Of all the questions that ChatGPT has raised about the future of artificial intelligence, one still reverberates through Silicon Valley: Why couldn’t the industry’s largest technology firms breed an innovative service with a similar kind of impact, especially after amassing some of the world’s largest AI teams?
Exclusive new data from a London-based analytics startup show that the five biggest tech firms have an estimated army of 33,000 people working directly on AI research and development, with Amazon boasting the largest pool of AI-focused employees, at 10,113. Microsoft Corp. has 7,133 AI staff and Google has 4,970, according to Glass.ai, which used machine-learning technology to scrutinize tech company websites and thousands of LinkedIn profiles of their AI-focused employees. The numbers might not yet account for recently announced layoffs at Amazon, which were expected to affect AI staff, but they are also a conservative estimate, excluding software engineers who might well be working on AI, too.
The scuttlebutt in the AI community is that OpenAI’s success really comes down to clever marketing. The company has been on a promotional tear for the last two years with glowing media coverage for earlier projects like its language model GPT-3 and DALL-E 2. But its success also comes down to the direct access its most specialized researchers have to the public.
Amazon makes an interesting alternative case study for turning AI research into successful products. Despite having the largest team of AI researchers in the industry, it has had mixed success turning its AI research into popular or innovative products.
Why are Alexa and other digital assistants like Siri and Google Assistant so limited when chatbots like ChatGPT are so humanlike and versatile? Because the latter tools are powered by large language models, which are trained to generate text based on huge datasets scraped from the web. Alexa is powered by a more limited command-and-control system, which is programmed to recognize certain commands like, “What time is it?”

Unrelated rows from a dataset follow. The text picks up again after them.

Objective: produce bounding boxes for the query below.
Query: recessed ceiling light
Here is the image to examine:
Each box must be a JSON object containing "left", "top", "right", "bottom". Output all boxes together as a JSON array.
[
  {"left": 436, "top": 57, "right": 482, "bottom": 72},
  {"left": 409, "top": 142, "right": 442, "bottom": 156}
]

Amazon’s cloud-computing business AWS has been striking partnerships recently with some of the hottest names in machine learning, including Stability AI, which used AWS’s computing infrastructure to build and deploy its image-generating tool Stable Diffusion. In February Amazon partnered with Hugging Face, which is building a rival to ChatGPT on Amazon’s cloud-computing system.
On Monday, Amazon announced it was laying off 9,000 more staff in the coming weeks, adding to some 18,000 previously disclosed job cuts. But the company has been building up its AI workforce for many years, and even went on a hiring spree in the field over the last five years. Glass.ai’s data show that after 2018, Amazon pulled well ahead of Google, Microsoft, Meta Platforms Inc. and Apple to hire more staff in artificial intelligence.